BishopAccountability.org

Can Catholic parish schools be saved?

By Dave Menicucci
Albuquerque Journal
October 20, 2019

https://www.abqjournal.com/1380735/can-catholic-parish-schools-be-saved-ex-queen-of-heaven-closure-shows-need-to-strengthen-church-ties.html

Angst is coursing through our Catholic community following the closure of Queen of Heaven’s K-8 school a few months ago. While some are dishearteningly musing whether this hearkens the demise of our Catholic parish schools, many of the remaining Catholic schools are gleefully welcoming the displaced students to bolster steadily declining enrollment.

Catholic schools have been under pressure for decades. Enrollment has fallen about 25% since 2005. Public charter schools, which focus on educational quality, have been a factor in luring families away from Catholic schools.

The Catholic clergy sexual-abuse scandal and the many diocesan bankruptcies across the country have staggered the faithful everywhere, especially in New Mexico with its large Catholic population. A recent Wall Street Journal article states that 37% of U.S. Catholics said the abuse crisis had led them to question their membership. What’s more, there is a nationwide movement to deemphasize or eliminate religion in American life, especially among young, politically liberal folks. All of these factors are contributing to the diminishing enrollment in Catholic schools.
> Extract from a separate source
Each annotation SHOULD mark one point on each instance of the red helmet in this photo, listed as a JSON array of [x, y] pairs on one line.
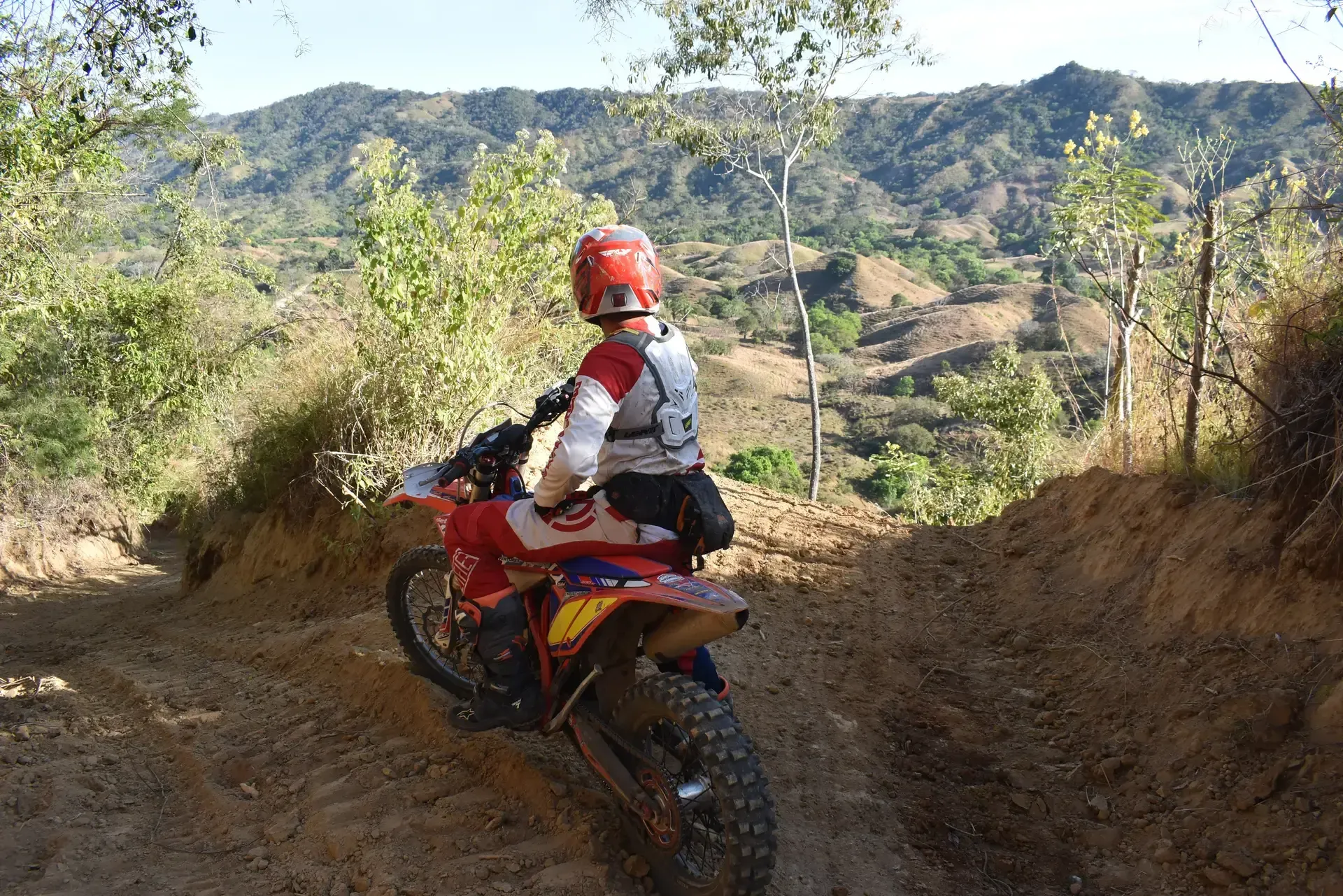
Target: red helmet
[[616, 270]]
One solution, some experts say, is the consolidation of smaller parish schools into fewer but larger schools, Catholic charter schools that would operate independently from the parish communities in which they reside. The most persuasive argument for consolidation is economics. Fewer, large schools would allow limited educational resources to be available to more students.

However, Catholic charter schools would lose essential educational characteristics. Catholic schools have been successful because they have integrated academic training with an understanding of the basic tenets of Catholic Christianity within the parish community.
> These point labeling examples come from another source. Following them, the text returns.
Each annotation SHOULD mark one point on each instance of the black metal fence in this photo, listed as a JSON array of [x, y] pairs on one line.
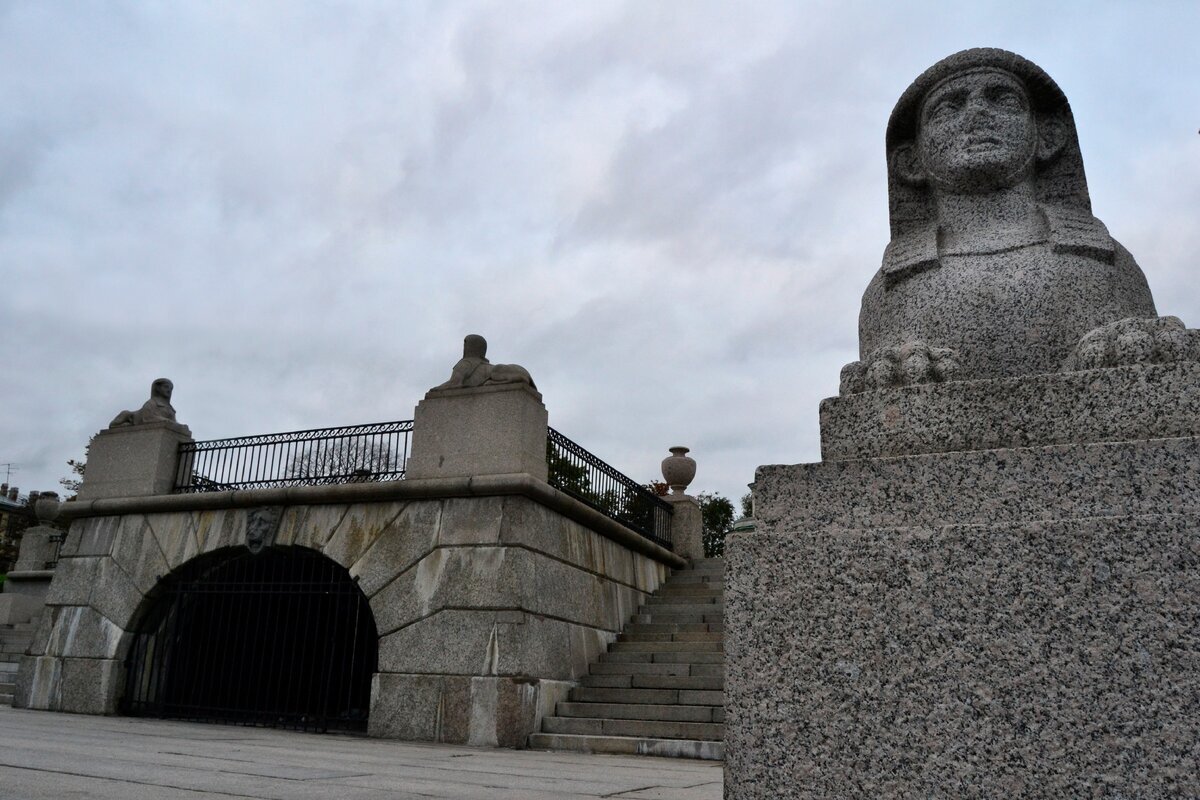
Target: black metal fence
[[576, 471], [322, 456]]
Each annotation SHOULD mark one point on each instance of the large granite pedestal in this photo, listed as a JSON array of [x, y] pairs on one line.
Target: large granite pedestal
[[987, 621]]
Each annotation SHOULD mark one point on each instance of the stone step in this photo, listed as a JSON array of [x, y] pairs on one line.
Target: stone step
[[675, 627], [643, 668], [630, 745], [687, 605], [689, 590], [687, 636], [654, 681], [717, 578], [625, 656], [666, 647], [664, 618], [652, 696], [642, 711], [643, 728]]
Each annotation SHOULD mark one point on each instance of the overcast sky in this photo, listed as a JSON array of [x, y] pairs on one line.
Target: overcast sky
[[666, 211]]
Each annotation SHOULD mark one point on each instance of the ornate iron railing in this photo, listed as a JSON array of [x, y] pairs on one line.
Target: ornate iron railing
[[576, 471], [322, 456]]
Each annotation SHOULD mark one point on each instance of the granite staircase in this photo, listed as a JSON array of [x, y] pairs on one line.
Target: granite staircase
[[13, 642], [660, 687]]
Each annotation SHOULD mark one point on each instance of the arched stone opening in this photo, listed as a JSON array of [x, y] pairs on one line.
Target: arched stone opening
[[282, 638]]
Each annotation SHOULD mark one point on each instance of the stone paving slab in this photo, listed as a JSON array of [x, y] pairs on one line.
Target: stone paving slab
[[47, 756]]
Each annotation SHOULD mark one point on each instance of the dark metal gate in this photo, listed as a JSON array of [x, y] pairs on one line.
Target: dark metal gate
[[283, 638]]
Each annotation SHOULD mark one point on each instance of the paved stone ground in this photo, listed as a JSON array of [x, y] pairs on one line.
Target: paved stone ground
[[61, 756]]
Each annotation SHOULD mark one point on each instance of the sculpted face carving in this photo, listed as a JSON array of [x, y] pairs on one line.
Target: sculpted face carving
[[996, 266], [977, 133]]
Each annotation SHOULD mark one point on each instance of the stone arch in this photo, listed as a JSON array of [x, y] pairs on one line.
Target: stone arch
[[281, 637]]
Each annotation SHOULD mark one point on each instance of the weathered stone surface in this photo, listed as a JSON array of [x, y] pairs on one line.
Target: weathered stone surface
[[90, 536], [492, 643], [1048, 659], [91, 685], [1120, 404], [472, 521], [359, 529], [220, 528], [493, 429], [133, 461], [529, 524], [994, 486], [420, 708], [996, 265], [687, 525], [175, 534], [496, 578], [18, 608], [41, 638], [409, 536], [460, 709], [136, 551], [73, 582], [39, 548], [39, 684], [83, 632], [117, 596], [310, 527]]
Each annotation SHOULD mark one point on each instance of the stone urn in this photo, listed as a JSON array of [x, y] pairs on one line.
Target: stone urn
[[678, 469], [47, 507]]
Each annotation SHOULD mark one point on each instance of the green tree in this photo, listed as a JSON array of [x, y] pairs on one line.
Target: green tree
[[73, 481], [717, 513]]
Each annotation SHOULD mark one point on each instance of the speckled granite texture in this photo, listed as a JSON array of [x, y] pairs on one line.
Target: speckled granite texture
[[1119, 404], [1037, 660], [983, 487]]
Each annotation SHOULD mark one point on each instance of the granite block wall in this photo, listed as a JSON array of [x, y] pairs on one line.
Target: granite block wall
[[487, 607], [1055, 659]]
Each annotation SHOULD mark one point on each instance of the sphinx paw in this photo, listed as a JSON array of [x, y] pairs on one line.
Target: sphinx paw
[[1151, 340], [905, 365]]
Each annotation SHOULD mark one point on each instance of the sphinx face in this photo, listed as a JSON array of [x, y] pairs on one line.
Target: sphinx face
[[977, 133]]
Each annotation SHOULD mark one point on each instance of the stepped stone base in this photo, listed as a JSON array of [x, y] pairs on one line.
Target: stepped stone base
[[991, 589], [660, 687], [1048, 659]]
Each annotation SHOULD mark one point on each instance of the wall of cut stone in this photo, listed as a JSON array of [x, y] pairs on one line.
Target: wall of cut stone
[[1043, 659], [487, 608]]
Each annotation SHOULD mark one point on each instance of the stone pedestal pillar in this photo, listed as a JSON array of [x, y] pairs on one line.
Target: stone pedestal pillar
[[493, 429], [687, 527], [133, 461], [987, 589]]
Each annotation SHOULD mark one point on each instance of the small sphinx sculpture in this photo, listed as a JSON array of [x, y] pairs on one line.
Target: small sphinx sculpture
[[996, 266], [156, 409], [474, 370]]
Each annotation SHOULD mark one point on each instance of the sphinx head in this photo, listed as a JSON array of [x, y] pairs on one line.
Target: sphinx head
[[162, 389], [474, 347], [981, 121]]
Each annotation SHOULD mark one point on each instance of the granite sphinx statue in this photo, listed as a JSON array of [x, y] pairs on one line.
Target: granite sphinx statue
[[156, 409], [996, 265], [474, 370]]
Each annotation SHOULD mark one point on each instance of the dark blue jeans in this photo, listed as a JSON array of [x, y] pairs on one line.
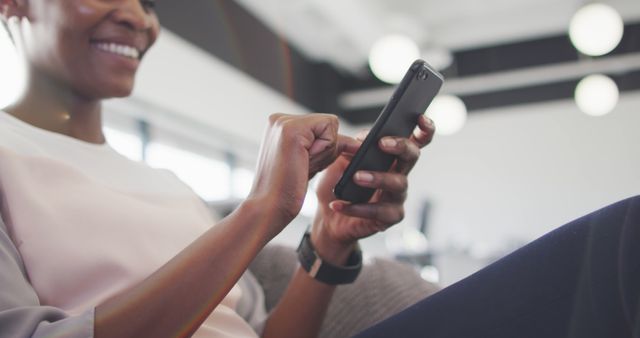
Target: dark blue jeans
[[581, 280]]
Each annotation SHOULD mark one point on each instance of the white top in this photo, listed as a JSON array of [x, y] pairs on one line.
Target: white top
[[89, 223]]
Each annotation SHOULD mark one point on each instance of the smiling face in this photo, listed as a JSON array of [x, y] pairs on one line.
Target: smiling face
[[92, 46]]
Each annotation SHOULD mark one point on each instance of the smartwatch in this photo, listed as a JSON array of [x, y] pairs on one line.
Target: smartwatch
[[325, 272]]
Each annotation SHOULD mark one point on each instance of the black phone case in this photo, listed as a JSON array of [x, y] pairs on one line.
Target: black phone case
[[398, 118]]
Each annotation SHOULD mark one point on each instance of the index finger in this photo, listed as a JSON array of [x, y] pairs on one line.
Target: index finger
[[347, 144], [423, 134]]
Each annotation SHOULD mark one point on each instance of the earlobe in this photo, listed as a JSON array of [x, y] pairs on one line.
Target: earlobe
[[9, 8]]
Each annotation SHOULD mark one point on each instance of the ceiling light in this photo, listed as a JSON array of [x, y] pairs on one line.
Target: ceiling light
[[596, 95], [12, 69], [438, 57], [596, 29], [391, 56], [449, 114]]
As parish institutional members, Catholic schools have taught students to serve the community through parish ministries. Students learn that the church is not only a building for worship but is a social gathering place for members, a place of enjoyment and fun, counsel for life’s adverse events, solitude when needed, and to organize the efforts of Christian charity. It is dubious whether this outcome can be achieved under the Catholic Charter school model.

The Archdiocese of Santa Fe, operating behind its cloak of secrecy, appears to possess no publicly obvious conceptual or operational policy on this issue.
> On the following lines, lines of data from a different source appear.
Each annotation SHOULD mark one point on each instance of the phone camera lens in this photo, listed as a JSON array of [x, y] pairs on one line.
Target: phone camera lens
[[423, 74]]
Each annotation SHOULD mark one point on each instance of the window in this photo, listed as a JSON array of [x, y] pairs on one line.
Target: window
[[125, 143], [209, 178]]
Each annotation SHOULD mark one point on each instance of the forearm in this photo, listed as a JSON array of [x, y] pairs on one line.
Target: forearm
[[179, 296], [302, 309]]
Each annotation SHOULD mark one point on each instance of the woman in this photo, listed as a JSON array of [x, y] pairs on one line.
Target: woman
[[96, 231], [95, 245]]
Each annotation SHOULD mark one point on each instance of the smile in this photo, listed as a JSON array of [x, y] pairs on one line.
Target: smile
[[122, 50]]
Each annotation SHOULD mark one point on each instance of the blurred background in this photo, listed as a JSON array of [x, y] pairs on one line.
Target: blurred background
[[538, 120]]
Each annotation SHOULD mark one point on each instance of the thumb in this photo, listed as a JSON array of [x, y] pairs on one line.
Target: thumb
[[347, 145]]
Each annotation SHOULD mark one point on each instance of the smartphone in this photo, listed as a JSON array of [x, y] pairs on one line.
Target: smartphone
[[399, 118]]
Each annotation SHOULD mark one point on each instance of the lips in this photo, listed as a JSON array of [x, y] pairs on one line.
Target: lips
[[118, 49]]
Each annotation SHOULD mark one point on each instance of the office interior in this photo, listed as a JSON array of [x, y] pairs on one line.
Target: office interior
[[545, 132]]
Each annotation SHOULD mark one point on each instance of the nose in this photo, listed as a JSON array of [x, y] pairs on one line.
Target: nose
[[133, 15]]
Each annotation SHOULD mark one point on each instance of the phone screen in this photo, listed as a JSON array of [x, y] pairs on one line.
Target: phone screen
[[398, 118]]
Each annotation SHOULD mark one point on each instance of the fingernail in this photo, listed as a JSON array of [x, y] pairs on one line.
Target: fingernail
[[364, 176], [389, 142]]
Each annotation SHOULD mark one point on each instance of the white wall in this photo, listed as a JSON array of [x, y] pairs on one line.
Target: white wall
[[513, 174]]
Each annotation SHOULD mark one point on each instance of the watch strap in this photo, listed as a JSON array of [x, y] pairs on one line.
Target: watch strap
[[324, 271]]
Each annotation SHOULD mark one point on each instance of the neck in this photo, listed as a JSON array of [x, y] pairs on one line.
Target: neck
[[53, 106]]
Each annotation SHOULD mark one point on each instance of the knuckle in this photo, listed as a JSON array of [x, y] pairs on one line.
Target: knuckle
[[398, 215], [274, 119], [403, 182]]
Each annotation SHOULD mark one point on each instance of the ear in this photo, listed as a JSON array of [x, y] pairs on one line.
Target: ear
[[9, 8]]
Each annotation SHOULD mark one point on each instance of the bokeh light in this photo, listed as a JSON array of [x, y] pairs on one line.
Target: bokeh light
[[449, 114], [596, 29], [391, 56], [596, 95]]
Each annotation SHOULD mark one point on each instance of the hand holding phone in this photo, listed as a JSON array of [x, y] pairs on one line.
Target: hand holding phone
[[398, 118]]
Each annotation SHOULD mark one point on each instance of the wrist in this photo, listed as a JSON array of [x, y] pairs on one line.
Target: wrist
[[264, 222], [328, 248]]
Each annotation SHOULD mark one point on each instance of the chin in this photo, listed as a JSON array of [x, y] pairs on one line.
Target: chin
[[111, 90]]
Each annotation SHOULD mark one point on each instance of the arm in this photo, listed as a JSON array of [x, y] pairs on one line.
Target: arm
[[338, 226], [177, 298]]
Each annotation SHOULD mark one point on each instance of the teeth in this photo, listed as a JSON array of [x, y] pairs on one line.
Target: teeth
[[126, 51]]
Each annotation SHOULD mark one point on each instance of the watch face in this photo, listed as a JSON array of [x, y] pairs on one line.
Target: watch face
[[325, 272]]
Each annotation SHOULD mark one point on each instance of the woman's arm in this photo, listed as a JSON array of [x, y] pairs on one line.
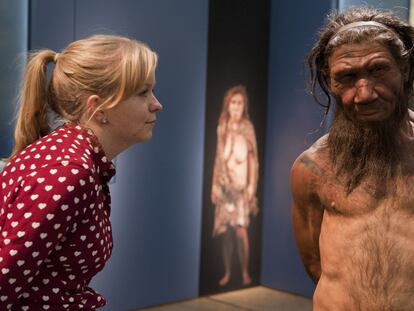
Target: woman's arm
[[307, 214], [41, 212]]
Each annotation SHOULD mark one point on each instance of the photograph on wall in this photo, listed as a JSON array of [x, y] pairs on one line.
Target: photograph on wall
[[236, 102], [234, 185]]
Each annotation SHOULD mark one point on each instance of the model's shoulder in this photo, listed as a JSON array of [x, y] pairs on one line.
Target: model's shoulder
[[313, 161]]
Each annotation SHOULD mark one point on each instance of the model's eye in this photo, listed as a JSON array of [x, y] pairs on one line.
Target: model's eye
[[346, 77], [379, 69]]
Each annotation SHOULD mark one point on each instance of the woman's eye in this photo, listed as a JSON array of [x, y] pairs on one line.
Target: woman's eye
[[143, 93]]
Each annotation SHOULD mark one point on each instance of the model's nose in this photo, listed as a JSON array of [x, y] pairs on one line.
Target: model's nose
[[365, 92]]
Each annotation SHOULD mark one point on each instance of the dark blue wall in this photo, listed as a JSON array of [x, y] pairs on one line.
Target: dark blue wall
[[13, 47], [156, 210], [292, 116]]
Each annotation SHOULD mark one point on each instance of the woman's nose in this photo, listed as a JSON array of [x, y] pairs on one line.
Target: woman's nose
[[155, 105]]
Some Archdiocesan Catholic K-8 schools are highly successful applying the parish school model. For example, Our Lady of the Annunciation Parish, led by Monsignor Bennett J. Voorhies, operates a large, traditional parish school. The school is integral to the parish, the principal is a parishioner and many parents of students are members of the parish family. Annunciation students learn about Catholicism by working directly with parishioners.

Others, many of which are struggling, have operated for years as virtual Catholic Charter schools on parish properties. In some of these institutions, a majority of the parents and faculty are not parishioners and a few are not affiliated with any Catholic parish. In at least one school, the principal is not a member of the parish where the school resides.

There are some important ways to preserve and enhance the traditional Catholic parish-school system. The most important one is training for new or inexperienced pastors who are assigned to parishes with schools. Currently, pastors learn by trial and error how to run a parish school, but most schools cannot afford mistakes.

Parish schools should be marketed aggressively, first to the parish, then to other parishes without schools. The marketing message should focus on the unique moral and spiritual values that are taught in a Catholic school along with the importance of serving in the parish community.

All parish-schools should be fully integrated in the parishes, starting with the principal, a parishioner who regularly attends Sunday Mass and leads students in parish activities. The principal and pastor should team in planning the school’s development and marketing activities.

The demise of Queen of Heaven School should not be viewed as the start of the end, but the impetus for the revival of our Catholic parish school system that has served communities well for centuries.